No se acordaba del viaje, ni del día. No acababa de localizar el momento.
Después de servirse una taza de café, volvió a mirar la foto. ¿Dónde se almacenaban los recuerdos? ¿Por qué era capaz de evocar momentos imaginarios de personas muertas mucho tiempo atrás, pero no de desenterrar episodios reales de su propia vida?
A las nueve, cuando llegó el inspector, Jac acusaba los efectos del exceso de cafeína, que se añadían a su inquietud por Robbie.
Se sentaron a ambos lados de una mesa Luis XIV, que había pertenecido a la familia desde su confección. Con el paso de los años, su padre había subastado las antigüedades más valiosas en un intento de evitar el desastre financiero. Lo que quedaba (pocas piezas, entre ellas la mesa) se hallaba en tan mal estado que no valía la pena venderlo.
—¿Puede explicarme algo sobre sus desavenencias con su hermano? —le pidió Marcher—. Sabemos que no estaban en muy buenos términos, y que no tenían los mismos planes para la empresa.
—¿Cómo se ha enterado?
Jac miró a Griffin. Le había sorprendido recibir su llamada a primera hora, y aún le había sorprendido más alegrarse tanto de oír su voz. Al saber que Marcher quería volver a hablar con Jac, Griffin se había ofrecido a estar presente, y ella, agotada y disgustada, no había tenido fuerzas para discutir.

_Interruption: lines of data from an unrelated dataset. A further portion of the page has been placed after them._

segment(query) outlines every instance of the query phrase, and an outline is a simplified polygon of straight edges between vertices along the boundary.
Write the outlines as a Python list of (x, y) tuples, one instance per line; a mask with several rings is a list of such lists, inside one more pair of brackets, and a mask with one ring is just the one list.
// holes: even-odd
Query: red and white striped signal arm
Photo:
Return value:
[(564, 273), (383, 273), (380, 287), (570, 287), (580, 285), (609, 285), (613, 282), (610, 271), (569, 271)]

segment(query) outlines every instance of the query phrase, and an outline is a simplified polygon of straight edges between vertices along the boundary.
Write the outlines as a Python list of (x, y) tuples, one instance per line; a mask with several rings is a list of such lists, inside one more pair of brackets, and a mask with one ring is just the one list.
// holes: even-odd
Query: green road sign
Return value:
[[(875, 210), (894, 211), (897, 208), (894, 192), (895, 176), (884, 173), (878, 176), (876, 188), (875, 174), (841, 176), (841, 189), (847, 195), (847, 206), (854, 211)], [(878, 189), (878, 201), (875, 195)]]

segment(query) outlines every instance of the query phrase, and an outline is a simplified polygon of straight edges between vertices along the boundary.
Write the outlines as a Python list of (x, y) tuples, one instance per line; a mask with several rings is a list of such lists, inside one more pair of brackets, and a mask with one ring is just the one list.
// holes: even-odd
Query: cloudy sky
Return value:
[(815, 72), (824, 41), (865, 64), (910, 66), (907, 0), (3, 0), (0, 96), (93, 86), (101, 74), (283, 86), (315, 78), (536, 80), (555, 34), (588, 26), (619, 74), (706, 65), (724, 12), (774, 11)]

Griffin sacudió la cabeza, en respuesta a la pregunta que Jac no había llegado a formular. No, algo así no se lo habría contado él a Marcher. Entonces, ¿cómo se había enterado?
La mirada de Jac se posó en las fotos que había mirado antes. Ah, pensó; Marcher debía de haber hablado con Bernadette. La muy bruja… Primero, guapa secretaria de su padre, que les regalaba chocolatinas y magdalenas recién hechas; y después, al topar casualmente con pruebas de la infidelidad de la madre de Jac, delatora. La indiscreción de Audrey habría llegado a su fin tarde o temprano, y si Bernadette no hubiera presentado pruebas de su transgresión al padre de Jac, tal vez no se habría producido la separación. En vez de eso, Bernadette había puesto en marcha una espiral que había acabado en el suicidio de Audrey.

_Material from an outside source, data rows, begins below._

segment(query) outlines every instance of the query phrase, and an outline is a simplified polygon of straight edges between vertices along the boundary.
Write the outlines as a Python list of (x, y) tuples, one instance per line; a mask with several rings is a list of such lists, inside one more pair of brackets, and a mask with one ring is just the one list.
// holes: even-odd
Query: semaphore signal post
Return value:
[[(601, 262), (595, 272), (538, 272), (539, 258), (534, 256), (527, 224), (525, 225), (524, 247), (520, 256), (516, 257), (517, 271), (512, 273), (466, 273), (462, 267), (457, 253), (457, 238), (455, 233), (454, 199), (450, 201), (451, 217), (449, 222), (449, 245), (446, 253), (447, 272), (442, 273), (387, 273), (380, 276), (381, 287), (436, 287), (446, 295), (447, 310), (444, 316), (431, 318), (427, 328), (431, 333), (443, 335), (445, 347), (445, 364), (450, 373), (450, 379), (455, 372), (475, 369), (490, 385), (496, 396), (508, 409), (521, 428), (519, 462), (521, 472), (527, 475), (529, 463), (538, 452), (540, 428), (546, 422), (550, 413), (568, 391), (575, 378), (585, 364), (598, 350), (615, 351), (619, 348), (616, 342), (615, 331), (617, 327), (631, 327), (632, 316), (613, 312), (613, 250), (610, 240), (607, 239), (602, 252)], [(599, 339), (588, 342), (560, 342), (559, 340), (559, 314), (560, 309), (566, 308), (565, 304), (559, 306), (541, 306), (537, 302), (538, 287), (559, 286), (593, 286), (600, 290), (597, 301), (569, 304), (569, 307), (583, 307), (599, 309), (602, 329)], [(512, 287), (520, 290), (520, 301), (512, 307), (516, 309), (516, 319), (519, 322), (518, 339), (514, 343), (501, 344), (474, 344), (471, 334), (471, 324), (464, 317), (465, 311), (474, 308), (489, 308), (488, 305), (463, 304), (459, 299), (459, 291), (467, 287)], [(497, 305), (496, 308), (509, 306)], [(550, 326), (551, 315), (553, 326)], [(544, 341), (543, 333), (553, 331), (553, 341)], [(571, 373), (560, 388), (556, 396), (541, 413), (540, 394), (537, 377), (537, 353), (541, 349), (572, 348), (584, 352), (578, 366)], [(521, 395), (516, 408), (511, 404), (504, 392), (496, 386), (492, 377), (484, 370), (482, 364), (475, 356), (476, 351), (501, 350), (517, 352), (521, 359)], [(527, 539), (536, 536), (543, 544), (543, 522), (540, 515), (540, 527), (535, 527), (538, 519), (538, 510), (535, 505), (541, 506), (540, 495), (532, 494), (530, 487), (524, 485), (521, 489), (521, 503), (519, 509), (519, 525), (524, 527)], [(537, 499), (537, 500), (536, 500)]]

—¿Qué tenía que decir sobre mi hermano y yo la actual madame L’Etoile?
El inspector miró un momento su libreta. La decencia de apartar la vista mejoró un poco la opinión que Jac tenía de él.
—De eso no estoy autorizado a hablar, mademoiselle. ¿Puede ayudarme a entender la enemistad que hay entre usted y su hermano?